MTAs induce memTNF-mediated apoptosis in RIP3-deficient human carcinoma cell lines
A large proportion of human cancer cells, such as HeLa cells, are resistant to necroptosis but sensitive to apoptosis, due to lack of expression of necroptosis essential gene RIP3 [40,41,42,43]. We next tested the cell death responsiveness to MTAs of RIP3-deficient human cancer cell lines to extend our study beyond necroptosis-sensitive cells. We found MTAs can also induce TNF-dependent apoptosis in HeLa cells; blocking soluble TNF shedding by inhibiting TACE activity did not tamper with MTA-induced apoptosis; cell death was abolished when TNFR1 was knocked out (Fig. 4a–c); ectopic expression of TNFR1 in TNFR1 knockout HeLa cells restored the apoptotic response to MTAs (Fig. 4d and Supplementary Fig. 6a, b). We next confirmed MTA-induced apoptosis in multiple RIP3-dificient human cancer cell lines (Fig. 4e–g). And indeed, the mRNA levels of JUN and the membrane-bound TNF of these human cancer cells were also upregulated in response to treatment with MTAs (Fig. 4h, i).

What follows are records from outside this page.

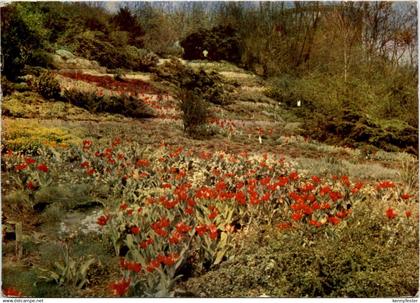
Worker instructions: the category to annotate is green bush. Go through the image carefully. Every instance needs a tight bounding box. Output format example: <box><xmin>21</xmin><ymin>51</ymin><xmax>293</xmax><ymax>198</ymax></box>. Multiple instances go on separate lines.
<box><xmin>185</xmin><ymin>201</ymin><xmax>419</xmax><ymax>298</ymax></box>
<box><xmin>179</xmin><ymin>89</ymin><xmax>209</xmax><ymax>137</ymax></box>
<box><xmin>64</xmin><ymin>89</ymin><xmax>153</xmax><ymax>118</ymax></box>
<box><xmin>181</xmin><ymin>26</ymin><xmax>241</xmax><ymax>63</ymax></box>
<box><xmin>32</xmin><ymin>72</ymin><xmax>61</xmax><ymax>99</ymax></box>
<box><xmin>73</xmin><ymin>31</ymin><xmax>159</xmax><ymax>71</ymax></box>
<box><xmin>1</xmin><ymin>76</ymin><xmax>14</xmax><ymax>97</ymax></box>
<box><xmin>156</xmin><ymin>58</ymin><xmax>228</xmax><ymax>105</ymax></box>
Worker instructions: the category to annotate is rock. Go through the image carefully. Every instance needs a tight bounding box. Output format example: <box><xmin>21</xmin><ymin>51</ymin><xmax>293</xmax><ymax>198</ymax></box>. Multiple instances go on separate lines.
<box><xmin>55</xmin><ymin>49</ymin><xmax>76</xmax><ymax>60</ymax></box>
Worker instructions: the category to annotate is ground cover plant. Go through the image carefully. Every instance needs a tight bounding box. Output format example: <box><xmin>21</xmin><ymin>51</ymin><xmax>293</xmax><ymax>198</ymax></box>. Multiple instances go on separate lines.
<box><xmin>3</xmin><ymin>138</ymin><xmax>418</xmax><ymax>297</ymax></box>
<box><xmin>0</xmin><ymin>2</ymin><xmax>419</xmax><ymax>298</ymax></box>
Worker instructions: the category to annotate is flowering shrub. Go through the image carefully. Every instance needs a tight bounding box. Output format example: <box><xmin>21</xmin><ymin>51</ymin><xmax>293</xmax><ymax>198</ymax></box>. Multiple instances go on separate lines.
<box><xmin>3</xmin><ymin>138</ymin><xmax>418</xmax><ymax>297</ymax></box>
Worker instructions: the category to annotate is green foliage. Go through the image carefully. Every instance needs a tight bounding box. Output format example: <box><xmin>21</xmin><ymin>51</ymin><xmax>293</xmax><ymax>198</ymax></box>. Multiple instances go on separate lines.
<box><xmin>39</xmin><ymin>245</ymin><xmax>96</xmax><ymax>289</ymax></box>
<box><xmin>73</xmin><ymin>31</ymin><xmax>158</xmax><ymax>71</ymax></box>
<box><xmin>156</xmin><ymin>58</ymin><xmax>228</xmax><ymax>105</ymax></box>
<box><xmin>179</xmin><ymin>90</ymin><xmax>210</xmax><ymax>136</ymax></box>
<box><xmin>182</xmin><ymin>208</ymin><xmax>418</xmax><ymax>298</ymax></box>
<box><xmin>64</xmin><ymin>89</ymin><xmax>153</xmax><ymax>118</ymax></box>
<box><xmin>1</xmin><ymin>3</ymin><xmax>47</xmax><ymax>80</ymax></box>
<box><xmin>112</xmin><ymin>7</ymin><xmax>144</xmax><ymax>48</ymax></box>
<box><xmin>1</xmin><ymin>76</ymin><xmax>14</xmax><ymax>97</ymax></box>
<box><xmin>266</xmin><ymin>73</ymin><xmax>418</xmax><ymax>154</ymax></box>
<box><xmin>31</xmin><ymin>72</ymin><xmax>61</xmax><ymax>99</ymax></box>
<box><xmin>181</xmin><ymin>26</ymin><xmax>241</xmax><ymax>63</ymax></box>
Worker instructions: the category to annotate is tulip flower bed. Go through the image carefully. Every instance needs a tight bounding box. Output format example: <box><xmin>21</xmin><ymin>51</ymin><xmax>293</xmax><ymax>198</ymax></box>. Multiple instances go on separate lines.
<box><xmin>2</xmin><ymin>138</ymin><xmax>419</xmax><ymax>297</ymax></box>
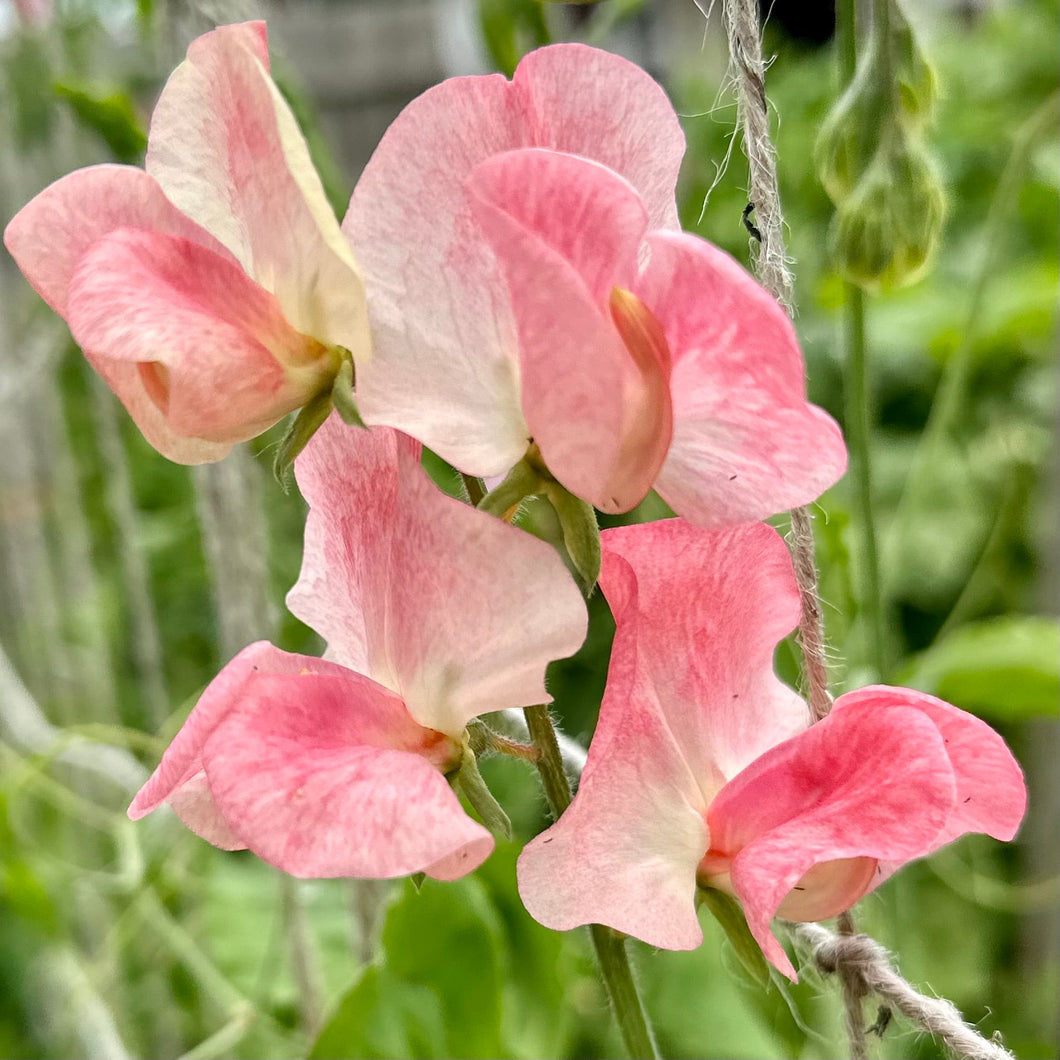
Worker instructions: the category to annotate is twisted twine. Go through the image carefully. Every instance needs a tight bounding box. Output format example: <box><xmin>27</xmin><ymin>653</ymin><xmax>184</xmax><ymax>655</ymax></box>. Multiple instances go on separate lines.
<box><xmin>795</xmin><ymin>924</ymin><xmax>1013</xmax><ymax>1060</ymax></box>
<box><xmin>722</xmin><ymin>8</ymin><xmax>1012</xmax><ymax>1060</ymax></box>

MTA-induced memTNF-mediated apoptosis can be potentiated by antagonizing IAP activity with Smac mimetics
It was noticed that MTA-alone-induced apoptosis largely relies upon high dosage and long-time treatment, which inspired us next focused on optimization of MTAs in chemotherapy regimens. Given that IAP proteins block apoptosis caused by TNF, and considering that IAP antagonists have profound effects in potentiating solTNF-induced apoptosis [44,45,46], we hypothesized a combination treatment with IAP antagonists Smac mimetics (S) would further sensitize cancer cells to MTA-induced apoptosis. Currently, several Smac mimetics are being evaluated in clinical trials (https://clinicaltrials.gov) and combination of LCL161 with PTX has shown synergistic effects on several cancers [47,48,49], but the mechanism remains largely unknown.
In HeLa cells, MTA-alone induced significant apoptosis over 36 h (Fig. 5a). However, we found that, MTAs and LCL161 co-treatment triggered significant caspase-dependent apoptotic cell death within 20 h, much more rapid than MTA-alone-induced apoptosis commence (Fig. 5b, c). Then we tested the role of LCL161 in this combinatory treatment and found LCL161 did not contribute to MAPK activation, c-Jun upregulation, or memTNF deposition as MTAs did (Supplementary Fig. 7). In consistence with this, the MTA and LCL161 co-treatment-induced apoptosis was abolished in TNFR1 knockout cells; knockdown of TNF also blocked MTAs/LCL161-induced apoptosis (Supplementary Fig. 6c); and apoptosis could be restored through TNFR1 gene re-expression (Fig. 5d). The human TNF receptor fusion protein etanercept (Enbrel®), which can neutralize TNF, has been used to treat auto-immune diseases in the clinics [50, 51]. When we used Enbrel to neutralize TNF in HeLa cells, MTAs/LCL161-induced apoptosis was prevented (Fig. 5e). These results show that Smac mimetics sensitize cells to MTAs to trigger more rapid and extensive TNFR1-dependent apoptosis. As expected, upon caspase inhibition with the pan-caspase inhibitor z-VAD, the MTAs/LCL161-induced apoptosis was switched to necroptosis in RIP3-expressing cells (Supplementary Fig. 6d, e). In cell lines that are sensitive to TNF-induced both apoptosis and necroptosis, such as 22Rv1 (a human prostate cancer cell line), NCI-H358 (a human lung cancer cell line), and BxPC-3 (a human pancreatic cell line), MTA-induced apoptosis could be potentiated by Smac mimetic; and z-VAD switched MTA/Smac mimetic-induced apoptosis into necroptosis, which could be further blocked by necroptosis inhibitor Nec-1 (Supplementary Fig. 8). In addition to LCL161, we found that co-treatments comprising MTAs and other Smac mimetics resulted in a similar potentiation of apoptosis in HeLa cells (Fig. 5f).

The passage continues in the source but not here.